Another problem with prior art injection methods involves the distribution of steam components. Typically, steam generated at a well site for injection into hydrocarbon bearing formations is made up of a component of water and a component of vapor. In one example, saturated steam that is composed of 70 percent vapor and 30 percent water by mass is distributed to several steam injection wells. Because the vapor and water have different flow characteristics, it is common for the relative proportions of water and vapor to change as the steam travels down a tubular and through some type of nozzle. For example, it is possible to inadvertently inject mostly vapor into a higher formation while injecting mostly water into lower formations. Because the injection process relies upon an optimum mixture of steam components, changes in the relative proportions of water and vapor prior to entering the formations is a problem that affects the success of the injection job.
Additional problems are also encountered with injection methods involving lateral wellbores. Although vertical wellbores typically have multiple zones of interest which must be treated, lateral wellbores ordinarily have only one zone of interest along the length of the lateral wellbore. Therefore, different pressures for different zones of interest, which are often desired for treating vertical wellbores, are not necessary in treating the zone of interest in the lateral wellbore. For lateral wellbores, it is desirable for the entire zone of interest to be treated equally with compressible fluid at the same pressure along the length of the lateral wellbore.

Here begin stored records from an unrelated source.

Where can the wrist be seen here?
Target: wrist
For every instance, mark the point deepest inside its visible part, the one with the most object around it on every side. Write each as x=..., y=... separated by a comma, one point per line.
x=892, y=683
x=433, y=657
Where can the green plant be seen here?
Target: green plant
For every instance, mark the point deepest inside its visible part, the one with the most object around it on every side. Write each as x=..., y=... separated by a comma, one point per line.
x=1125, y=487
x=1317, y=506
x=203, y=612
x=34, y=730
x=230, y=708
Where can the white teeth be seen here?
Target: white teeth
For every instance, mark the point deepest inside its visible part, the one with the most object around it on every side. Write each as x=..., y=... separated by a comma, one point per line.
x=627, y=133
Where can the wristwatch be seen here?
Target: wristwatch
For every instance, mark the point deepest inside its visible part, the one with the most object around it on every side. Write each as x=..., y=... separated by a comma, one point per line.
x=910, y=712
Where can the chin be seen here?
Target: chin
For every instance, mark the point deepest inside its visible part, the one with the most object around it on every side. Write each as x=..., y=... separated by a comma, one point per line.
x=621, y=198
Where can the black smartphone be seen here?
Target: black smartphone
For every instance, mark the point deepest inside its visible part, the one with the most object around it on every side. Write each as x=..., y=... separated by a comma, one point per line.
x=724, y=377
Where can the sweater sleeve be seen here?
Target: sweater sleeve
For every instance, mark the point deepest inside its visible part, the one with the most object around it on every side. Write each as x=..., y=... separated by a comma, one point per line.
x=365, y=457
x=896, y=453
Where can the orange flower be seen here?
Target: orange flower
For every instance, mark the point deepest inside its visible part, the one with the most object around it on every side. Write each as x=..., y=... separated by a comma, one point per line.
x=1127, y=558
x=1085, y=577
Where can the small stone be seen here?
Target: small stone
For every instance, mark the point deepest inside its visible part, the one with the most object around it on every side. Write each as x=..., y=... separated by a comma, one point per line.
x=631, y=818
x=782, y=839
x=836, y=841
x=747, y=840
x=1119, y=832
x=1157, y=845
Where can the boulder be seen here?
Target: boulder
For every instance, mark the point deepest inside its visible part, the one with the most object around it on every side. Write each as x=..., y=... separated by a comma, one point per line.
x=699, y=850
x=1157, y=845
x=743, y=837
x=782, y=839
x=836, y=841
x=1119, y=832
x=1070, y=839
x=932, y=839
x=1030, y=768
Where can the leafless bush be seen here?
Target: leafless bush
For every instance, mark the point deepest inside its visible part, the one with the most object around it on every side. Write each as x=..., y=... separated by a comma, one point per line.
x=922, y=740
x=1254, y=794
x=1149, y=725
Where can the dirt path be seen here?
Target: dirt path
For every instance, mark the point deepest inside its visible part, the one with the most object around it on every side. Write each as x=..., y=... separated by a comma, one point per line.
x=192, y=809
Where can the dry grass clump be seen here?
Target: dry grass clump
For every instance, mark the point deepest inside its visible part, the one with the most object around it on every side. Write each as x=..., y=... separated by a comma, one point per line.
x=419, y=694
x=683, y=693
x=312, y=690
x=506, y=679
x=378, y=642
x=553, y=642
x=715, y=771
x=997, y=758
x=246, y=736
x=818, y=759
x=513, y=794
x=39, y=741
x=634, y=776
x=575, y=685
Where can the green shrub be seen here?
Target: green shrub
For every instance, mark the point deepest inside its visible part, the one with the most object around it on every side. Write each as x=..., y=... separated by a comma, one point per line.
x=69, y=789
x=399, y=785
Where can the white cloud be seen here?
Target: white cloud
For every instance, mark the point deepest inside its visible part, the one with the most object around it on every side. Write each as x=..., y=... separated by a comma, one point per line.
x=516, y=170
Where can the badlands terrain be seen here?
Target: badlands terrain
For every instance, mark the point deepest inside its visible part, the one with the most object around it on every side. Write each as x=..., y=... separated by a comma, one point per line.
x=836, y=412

Ordinarily, steam is injected from the heel of the lateral wellbore. Because the injection is from the heel of the wellbore, the steam often has a higher pressure at the heel of the wellbore than at the toe due to pressure loss in the steam resulting from frictional resistance along the length of the wellbore as the steam travels downstream. As a result, as steam travels along the horizontal wellbore, its pressure typically undesirably varies along the length of the wellbore.
Along the length of the lateral wellbore, the steam also tends to separate, with the liquid phase flowing along the bottom of the wellbore and the vapor phase flowing into the upper portion of the wellbore. Because the phases tend to separate, the steam injected into the zone of interest along the wellbore may not be uniform in phase components. It is desirable for the steam to have a uniform phase distribution (liquid to vapor ratio) along the length of the lateral wellbore so that the zone of interest is treated equally along its length.
There is a need therefore, for an apparatus and method of injecting steam into multiple zones at a controlled flow rate and pressure in a single wellbore that is more efficient and effective than prior art arrangements. There is a further need for an injection apparatus with components that can be easily changed. There is a further need for an injection system that is simpler to install and remove. There is yet a further need to provide steam to multiple zones in a wellbore in predetermined proportions of water and vapor. There is yet a further need for a single source of steam provided to multiple, separate wellbores using a controlled flow rate. There is yet a further need for an apparatus and method for injecting steam into a zone of interest along the length of a lateral wellbore at a controlled flow rate and pressure. There is yet a further need for an apparatus and method for injecting steam into a zone of interest along the length of a lateral wellbore in predetermined proportions of water and vapor.